Oakland mom Claudia Inda is another parent planning on taking turns with a neighbor to supervise distance learning for their sons. But she said that might prove a challenge, since the boys attend different schools and will have different assignments and might even have different schedules. Inda lives in a low-income neighborhood in East Oakland but sends her son to Montclair Elementary in the wealthier Oakland hills. She said she doesn’t have a relationship with the other parents in her son’s school and has no idea if his classmates are forming pods.
“We don’t live in that neighborhood. I don’t know how they are doing over there. Maybe they are gathering together, but we haven’t gotten in touch with his classmates,” Inda said.
Talmera Richardson, who also lives in Oakland, had to quit her job as an in-home caregiver to help her son with distance learning. She said she wouldn’t feel safe creating a pod for children to meet in-person.
“That won’t be happening,” Richardson said. “Realistically, people need to wake up. Covid is real. People have died, people are dying. The only way my son would be allowed to be in something like that is if everyone is tested.”
Instead, Richardson is holding weekly online discussions with other parents from PLAN about what they need from the district to keep kids safe and calling parents to make sure they and their children have computers to access distance learning.
Zindi Aguirre, a parent of four and registrar at an elementary school in Palm Springs Unified, said many working families are relying on older siblings, grandmas, aunts or other relatives to help with child care during distance learning.

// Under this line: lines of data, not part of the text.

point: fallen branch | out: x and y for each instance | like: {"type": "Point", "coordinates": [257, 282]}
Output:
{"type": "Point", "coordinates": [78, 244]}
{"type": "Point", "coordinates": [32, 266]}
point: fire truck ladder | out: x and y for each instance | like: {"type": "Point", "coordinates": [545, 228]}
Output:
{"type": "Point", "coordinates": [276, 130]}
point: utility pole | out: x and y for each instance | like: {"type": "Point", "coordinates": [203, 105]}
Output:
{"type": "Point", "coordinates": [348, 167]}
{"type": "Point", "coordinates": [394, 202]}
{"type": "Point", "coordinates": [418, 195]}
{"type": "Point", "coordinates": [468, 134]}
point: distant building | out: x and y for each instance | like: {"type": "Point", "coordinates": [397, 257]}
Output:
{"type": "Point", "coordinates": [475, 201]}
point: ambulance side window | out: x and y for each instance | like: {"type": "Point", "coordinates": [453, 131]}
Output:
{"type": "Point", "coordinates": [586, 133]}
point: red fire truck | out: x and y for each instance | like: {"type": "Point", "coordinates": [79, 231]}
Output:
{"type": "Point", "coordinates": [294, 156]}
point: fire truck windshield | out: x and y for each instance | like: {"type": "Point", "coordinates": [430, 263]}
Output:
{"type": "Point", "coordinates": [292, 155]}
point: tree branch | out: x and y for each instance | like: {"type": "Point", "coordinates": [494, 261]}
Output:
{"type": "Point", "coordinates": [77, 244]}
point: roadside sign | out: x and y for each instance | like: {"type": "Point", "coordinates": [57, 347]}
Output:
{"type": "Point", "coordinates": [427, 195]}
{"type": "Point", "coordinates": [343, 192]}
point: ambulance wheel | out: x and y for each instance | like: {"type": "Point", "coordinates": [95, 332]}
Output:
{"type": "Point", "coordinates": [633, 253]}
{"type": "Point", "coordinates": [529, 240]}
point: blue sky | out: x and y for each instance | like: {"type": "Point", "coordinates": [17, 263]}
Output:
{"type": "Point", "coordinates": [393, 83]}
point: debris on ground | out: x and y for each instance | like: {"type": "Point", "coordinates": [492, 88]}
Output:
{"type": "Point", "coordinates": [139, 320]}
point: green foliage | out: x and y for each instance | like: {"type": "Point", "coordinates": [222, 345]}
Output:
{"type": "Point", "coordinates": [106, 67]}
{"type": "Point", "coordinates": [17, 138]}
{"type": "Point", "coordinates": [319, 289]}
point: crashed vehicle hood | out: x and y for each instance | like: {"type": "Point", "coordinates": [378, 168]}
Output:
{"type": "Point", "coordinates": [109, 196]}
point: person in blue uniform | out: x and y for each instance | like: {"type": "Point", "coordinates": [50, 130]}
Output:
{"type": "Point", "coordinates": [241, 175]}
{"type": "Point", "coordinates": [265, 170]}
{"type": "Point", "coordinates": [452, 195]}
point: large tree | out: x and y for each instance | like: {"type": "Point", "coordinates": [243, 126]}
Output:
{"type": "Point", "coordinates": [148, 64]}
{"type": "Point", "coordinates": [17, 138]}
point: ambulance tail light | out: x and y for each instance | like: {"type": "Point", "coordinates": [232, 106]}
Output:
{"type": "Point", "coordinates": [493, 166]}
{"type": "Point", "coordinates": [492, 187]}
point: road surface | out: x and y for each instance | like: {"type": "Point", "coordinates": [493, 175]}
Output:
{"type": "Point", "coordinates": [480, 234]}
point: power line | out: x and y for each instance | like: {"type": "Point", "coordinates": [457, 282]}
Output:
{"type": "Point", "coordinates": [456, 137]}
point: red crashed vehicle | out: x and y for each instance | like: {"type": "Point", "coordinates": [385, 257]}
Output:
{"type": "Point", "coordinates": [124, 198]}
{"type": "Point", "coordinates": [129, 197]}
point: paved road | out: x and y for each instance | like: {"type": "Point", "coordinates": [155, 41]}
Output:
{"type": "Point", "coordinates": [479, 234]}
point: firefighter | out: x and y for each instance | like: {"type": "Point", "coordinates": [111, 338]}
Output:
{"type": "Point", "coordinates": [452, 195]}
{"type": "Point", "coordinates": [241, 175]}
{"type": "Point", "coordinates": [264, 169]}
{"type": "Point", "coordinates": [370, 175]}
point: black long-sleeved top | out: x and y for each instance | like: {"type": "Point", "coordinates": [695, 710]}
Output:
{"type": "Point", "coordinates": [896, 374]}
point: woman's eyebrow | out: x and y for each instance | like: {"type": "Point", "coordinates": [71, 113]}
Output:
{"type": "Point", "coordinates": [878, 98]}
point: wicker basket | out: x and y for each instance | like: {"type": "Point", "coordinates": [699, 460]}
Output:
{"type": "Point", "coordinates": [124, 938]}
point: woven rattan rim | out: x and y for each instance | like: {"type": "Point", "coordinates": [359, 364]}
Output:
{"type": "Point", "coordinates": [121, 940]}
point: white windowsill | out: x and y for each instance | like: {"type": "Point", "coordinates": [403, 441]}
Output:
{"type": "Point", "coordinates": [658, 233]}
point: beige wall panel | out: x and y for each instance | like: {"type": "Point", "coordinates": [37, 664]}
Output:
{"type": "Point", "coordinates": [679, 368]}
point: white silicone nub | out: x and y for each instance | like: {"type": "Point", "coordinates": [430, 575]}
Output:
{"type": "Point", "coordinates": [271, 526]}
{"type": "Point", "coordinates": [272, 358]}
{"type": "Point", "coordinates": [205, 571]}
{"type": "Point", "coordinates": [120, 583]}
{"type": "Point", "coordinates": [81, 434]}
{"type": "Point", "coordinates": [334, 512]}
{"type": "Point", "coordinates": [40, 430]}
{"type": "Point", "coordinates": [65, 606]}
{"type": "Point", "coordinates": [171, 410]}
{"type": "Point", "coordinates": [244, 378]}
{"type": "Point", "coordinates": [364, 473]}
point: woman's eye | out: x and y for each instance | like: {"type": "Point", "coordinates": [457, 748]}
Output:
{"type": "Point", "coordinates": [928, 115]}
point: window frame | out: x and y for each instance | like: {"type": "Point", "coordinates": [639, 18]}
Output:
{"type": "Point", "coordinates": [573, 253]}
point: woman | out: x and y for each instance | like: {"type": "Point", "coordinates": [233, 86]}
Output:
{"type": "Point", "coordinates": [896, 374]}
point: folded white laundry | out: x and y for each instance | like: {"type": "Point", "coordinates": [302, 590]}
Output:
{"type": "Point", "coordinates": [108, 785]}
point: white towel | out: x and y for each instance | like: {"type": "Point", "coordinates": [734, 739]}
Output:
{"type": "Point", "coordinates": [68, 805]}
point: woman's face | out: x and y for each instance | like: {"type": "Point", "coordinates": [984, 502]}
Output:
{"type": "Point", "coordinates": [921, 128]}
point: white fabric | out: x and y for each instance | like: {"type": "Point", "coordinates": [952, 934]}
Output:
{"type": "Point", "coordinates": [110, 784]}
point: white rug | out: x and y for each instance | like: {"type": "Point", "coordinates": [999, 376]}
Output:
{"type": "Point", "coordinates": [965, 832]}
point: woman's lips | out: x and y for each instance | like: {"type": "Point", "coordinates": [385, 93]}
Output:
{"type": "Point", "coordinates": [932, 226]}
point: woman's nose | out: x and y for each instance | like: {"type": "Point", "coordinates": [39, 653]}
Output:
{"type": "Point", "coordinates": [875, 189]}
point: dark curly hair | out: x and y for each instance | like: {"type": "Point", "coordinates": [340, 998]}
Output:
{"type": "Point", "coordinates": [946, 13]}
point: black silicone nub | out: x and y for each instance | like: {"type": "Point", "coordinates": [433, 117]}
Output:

She said one mother told her that she had sent her third-grader out of state to live with her grandmother because both parents work — in a restaurant and as a gardener.
“This is where the unity of family comes to hand,” Aguirre said.
Aguirre said she has also seen parents help each other. Two mothers at her school, one of whom works at a restaurant and the other as a housekeeper at a hotel, are planning to trade child care, taking turns supervising their children’s distance learning.
“I believe people are going to help each other with the people that are closer to them,” Aguirre said.